Genome Research publishes three articles in conjunction with articles published in other journals describing recent advances from the Mouse ENCODE Project Consortium. Initially launched to complement the human Encyclopedia of DNA Elements (ENCODE) Project in 2008, the Mouse ENCODE Project aims to functionally characterize the mouse genome. The human and mouse genomes are roughly the same size and contain many stretches of uncharacterized, noncoding DNA that are thought to contain critical regulatory information. By comprehensively identifying functional regulatory regions in the mouse genome, including those in tissues and developmental stages inaccessible in human studies, the Mouse ENCODE Project is poised to further our understanding of human development and disease.

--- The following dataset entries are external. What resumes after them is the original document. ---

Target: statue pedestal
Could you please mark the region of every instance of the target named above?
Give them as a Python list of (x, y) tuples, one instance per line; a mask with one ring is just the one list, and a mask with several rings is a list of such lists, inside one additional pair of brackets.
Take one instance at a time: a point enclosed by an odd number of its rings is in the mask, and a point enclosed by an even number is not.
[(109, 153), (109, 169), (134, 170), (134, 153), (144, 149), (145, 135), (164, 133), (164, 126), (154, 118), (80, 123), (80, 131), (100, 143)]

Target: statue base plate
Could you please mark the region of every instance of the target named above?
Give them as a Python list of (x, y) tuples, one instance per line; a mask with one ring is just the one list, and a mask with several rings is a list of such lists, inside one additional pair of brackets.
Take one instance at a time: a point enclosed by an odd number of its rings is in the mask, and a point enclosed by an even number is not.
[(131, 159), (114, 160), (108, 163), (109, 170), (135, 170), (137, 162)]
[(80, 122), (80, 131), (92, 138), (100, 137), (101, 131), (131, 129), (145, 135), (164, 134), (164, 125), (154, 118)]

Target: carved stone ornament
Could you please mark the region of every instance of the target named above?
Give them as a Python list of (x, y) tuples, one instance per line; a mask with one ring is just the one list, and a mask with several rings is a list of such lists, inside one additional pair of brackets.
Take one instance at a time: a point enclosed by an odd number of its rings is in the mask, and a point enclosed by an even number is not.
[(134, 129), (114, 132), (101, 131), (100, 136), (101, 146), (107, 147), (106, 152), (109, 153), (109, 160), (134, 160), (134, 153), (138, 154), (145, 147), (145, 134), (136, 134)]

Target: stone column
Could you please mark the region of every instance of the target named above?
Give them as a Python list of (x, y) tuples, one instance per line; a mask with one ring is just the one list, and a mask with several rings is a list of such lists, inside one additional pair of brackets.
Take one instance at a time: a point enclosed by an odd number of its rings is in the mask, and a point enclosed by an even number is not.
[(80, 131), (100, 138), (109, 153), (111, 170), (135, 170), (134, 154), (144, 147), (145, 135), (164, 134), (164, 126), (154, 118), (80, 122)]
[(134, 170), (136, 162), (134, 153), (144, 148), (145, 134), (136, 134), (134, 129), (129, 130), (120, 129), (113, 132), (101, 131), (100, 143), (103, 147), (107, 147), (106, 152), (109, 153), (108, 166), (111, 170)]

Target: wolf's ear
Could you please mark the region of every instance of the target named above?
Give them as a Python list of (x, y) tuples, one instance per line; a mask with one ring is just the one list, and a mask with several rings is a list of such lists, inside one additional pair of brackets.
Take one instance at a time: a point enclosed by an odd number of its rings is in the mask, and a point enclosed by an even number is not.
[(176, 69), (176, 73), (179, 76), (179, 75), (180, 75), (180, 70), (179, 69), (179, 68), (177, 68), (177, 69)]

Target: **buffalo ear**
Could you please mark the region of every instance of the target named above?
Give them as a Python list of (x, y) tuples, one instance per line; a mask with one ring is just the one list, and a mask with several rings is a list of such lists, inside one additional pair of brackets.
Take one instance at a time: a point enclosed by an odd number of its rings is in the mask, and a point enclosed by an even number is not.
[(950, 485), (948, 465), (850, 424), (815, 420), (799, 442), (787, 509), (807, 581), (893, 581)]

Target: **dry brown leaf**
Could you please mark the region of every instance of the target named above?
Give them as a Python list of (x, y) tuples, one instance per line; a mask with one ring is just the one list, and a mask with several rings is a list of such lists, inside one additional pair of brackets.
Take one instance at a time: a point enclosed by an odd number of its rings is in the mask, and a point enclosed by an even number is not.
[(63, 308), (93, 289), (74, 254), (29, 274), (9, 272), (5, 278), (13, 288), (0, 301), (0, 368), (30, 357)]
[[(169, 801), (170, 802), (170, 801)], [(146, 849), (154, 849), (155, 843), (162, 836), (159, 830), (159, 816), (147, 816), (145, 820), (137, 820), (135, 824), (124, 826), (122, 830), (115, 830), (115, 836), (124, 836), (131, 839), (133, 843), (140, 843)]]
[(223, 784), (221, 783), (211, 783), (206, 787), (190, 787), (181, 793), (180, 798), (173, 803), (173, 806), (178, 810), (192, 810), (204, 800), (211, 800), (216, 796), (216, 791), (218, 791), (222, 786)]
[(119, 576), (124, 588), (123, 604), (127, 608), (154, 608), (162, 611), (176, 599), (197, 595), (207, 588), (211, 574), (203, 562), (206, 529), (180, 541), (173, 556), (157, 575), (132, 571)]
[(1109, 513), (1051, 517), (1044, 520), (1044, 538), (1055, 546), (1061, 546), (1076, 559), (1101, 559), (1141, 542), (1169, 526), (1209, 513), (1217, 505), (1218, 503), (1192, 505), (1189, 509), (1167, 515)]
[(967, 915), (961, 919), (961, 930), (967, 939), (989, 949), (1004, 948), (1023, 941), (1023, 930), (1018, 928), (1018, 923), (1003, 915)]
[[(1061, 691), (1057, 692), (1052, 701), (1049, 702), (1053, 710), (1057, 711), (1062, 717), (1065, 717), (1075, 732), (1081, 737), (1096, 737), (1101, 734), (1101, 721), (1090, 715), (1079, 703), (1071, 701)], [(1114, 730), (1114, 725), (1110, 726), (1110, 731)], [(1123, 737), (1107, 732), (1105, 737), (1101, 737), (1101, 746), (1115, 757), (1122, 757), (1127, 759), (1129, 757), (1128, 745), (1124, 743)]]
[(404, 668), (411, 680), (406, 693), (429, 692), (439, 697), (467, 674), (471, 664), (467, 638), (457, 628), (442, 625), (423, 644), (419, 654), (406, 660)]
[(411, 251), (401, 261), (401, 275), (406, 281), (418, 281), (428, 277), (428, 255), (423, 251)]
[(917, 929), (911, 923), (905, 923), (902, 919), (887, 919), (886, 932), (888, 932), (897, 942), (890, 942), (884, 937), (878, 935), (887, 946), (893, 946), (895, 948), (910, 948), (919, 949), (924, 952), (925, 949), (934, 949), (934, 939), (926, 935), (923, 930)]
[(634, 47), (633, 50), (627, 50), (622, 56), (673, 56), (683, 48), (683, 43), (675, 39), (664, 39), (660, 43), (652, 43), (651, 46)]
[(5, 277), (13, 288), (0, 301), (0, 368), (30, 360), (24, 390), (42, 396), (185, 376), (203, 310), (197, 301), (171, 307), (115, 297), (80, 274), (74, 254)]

Approximately half of the mouse (and human) genome is composed of regions of mobile DNA known as transposable elements (TE), which, recent studies have demonstrated, contribute to gene regulation by harboring transcription factor binding sites. To investigate the extent of TE-mediated gene regulation, researchers from Washington University School of Medicine, Stanford University, and elsewhere mapped genome-wide binding profiles of 34 transcription factors in two cell types in human and mouse. A large fraction of the transcription factor binding sites (20%) was located in TEs, and most of these were species-specific. "The magnitude and diversity of transposable element-contributed gene regulatory elements was really surprising," said co-corresponding author Ting Wang. Additionally, the TEs bound by transcription factors had signatures of active chromatin regions. "Despite having long been thought to be silenced in cells by epigenetic mechanisms, these transposable elements escape in a cell type-specific manner," Wang said. The authors suggest transposable elements may be involved in the widespread rewiring of gene regulatory networks during evolution.
To understand how shared transcription factors can regulate distinct cell fates, researchers from Pennsylvania State University, the Children's Hospital of Philadelphia, and elsewhere also examined the regulatory network that controls the formation of red blood cells and megakaryocytes (platelet precursors). Both derive from multipotent blood cell precursors and differentiate using overlapping sets of transcription factors. By integrating genome-wide binding sites of four transcription factors (GATA1, GATA2, TAL1, and FLI1), histone modifications, and gene expression, the researchers demonstrate the shared transcription factors bind to different genomic locations and in different combinations, thus defining linage-specific regulatory networks during blood formation. "Some of these networks are already known to be dysregulated human disease," said co-corresponding author Mitchell Weiss. "Better understanding of these normal mechanisms could improve treatments of human blood diseases and facilitate the manufacture of various blood cells that can be used for transfusion therapies."
To further understand how a single transcription factor, TAL1, regulates distinct gene expression patterns during blood formation, Ross Hardison and colleagues examined the genome-wide occupancy of TAL1 in six mouse cell types representing the progression from multipotent blood precursor to megakaryocytes and red blood cells. The authors discover that despite the large number of sites TAL1 occupies in the genome, most sites are occupied exclusively in one cell type. The redistribution of TAL1 during differentiation is associated with expression of lineage-specific genes, and in many cases, TAL1 is directed to sites by the presence of other transcription factors, such as GATA, as well as linage-specific factors.